Posted May 15, 2023 by Adam Cole ‐ 4 min read

The Threat

In early May 2023, Checkmarx published a report detailing a subtle form of typosquatting in Node Package Manager (NPM). Typosquatting is a practice where cybercriminals copy legitimate web domains or package names using subtle misspellings, homoglyphs, or other misdirections. In the report, Checkmarx shows how attackers can mimic legitimate NPM packages by merely changing the capital letters in their titles to lower case. This opened a door for organizations to inadvertently download malicious packages, posing significant threats to enterprise security.
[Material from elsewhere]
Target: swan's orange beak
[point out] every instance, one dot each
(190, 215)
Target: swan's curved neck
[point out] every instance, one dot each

The NPM registry patched this vulnerability recently, but organizations need to be aware of any malicious packages that they may have downloaded prior to the change. As Yehuda Gelb, a security researcher at Checkmarx, highlights, “it’s essential to verify the names of the packages that you’re installing and have robust security systems in place”.

Hunting Process

To investigate the impact of this bug on our own repositories, we employed GitHub’s new Export SBOM function, which allows anyone with read access to a GitHub repository to generate an NTIA compliant Software Bill of Materials (SBOM) with a single click. The resulting JSON file saves project dependencies and metadata, such as versions and licenses, in the industry-standard SPDX format. This new self-service capability is part of GitHub’s supply chain security solution and is free for all cloud repositories on GitHub.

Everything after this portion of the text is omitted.